Eso es precisamente lo que estamos viviendo: el fuego de la crisis capitalista. Tantas esperanzas hechas añicos, hambre y miseria no por causa de un virus, sino para recuperar la rentabilidad del capitalismo. ¿Y si simplemente nos deshiciéramos del sistema basado en los beneficios? ¿Y si tan solo saliéramos a la calle con energías renovadas e hiciéramos lo que sea sin preocuparnos por los beneficios, como limpiar las calles, construir hospitales, fabricar bicicletas, escribir libros, plantar verduras o tocar música? Sin desempleo, sin hambre, sin sueños rotos.

¿Y qué hacemos con los capitalistas? Los podemos colgar del poste de luz más cercano (algo que siempre resulta ser una tentación) o simplemente nos olvidamos de ellos. Mejor nos olvidamos de ellos. Otra fantasía, aunque más que una fantasía es una necesidad urgente. Y nuestros miedos, enfados y esperanzas crecerán de nuevo en nosotros.

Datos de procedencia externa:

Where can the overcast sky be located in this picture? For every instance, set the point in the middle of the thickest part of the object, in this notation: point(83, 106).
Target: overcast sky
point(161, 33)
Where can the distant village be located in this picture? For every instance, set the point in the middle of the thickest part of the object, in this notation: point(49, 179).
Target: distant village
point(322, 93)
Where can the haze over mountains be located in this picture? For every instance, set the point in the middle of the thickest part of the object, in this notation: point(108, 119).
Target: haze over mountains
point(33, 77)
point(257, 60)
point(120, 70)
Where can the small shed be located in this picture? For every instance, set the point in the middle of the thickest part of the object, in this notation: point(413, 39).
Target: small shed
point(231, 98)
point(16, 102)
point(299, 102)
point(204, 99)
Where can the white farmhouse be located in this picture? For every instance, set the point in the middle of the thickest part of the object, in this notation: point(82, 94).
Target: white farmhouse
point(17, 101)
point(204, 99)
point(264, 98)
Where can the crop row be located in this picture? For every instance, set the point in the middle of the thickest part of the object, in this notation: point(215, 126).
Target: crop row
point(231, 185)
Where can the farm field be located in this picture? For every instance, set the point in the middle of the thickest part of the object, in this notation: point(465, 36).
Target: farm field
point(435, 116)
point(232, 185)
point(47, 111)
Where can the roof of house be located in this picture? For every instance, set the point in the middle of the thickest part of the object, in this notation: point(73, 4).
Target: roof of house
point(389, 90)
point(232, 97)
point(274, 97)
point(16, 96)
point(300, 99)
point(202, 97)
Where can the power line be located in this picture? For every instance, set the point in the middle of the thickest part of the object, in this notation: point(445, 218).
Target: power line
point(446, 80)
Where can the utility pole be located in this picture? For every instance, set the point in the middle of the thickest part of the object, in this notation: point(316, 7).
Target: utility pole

Hay más, pero muchos más elementos que han alimentado nuestra indignación durante el confinamiento. La pandemia del coronavirus ha conseguido desenmascarar el capitalismo. Rara vez había quedado expuesto de la manera en que está ahora. De muchas formas diferentes. Para empezar, la gran diferencia en la forma en que se vive un confinamiento depende del espacio que se tiene, por ejemplo, si se tiene un jardín o una segunda vivienda donde refugiarse.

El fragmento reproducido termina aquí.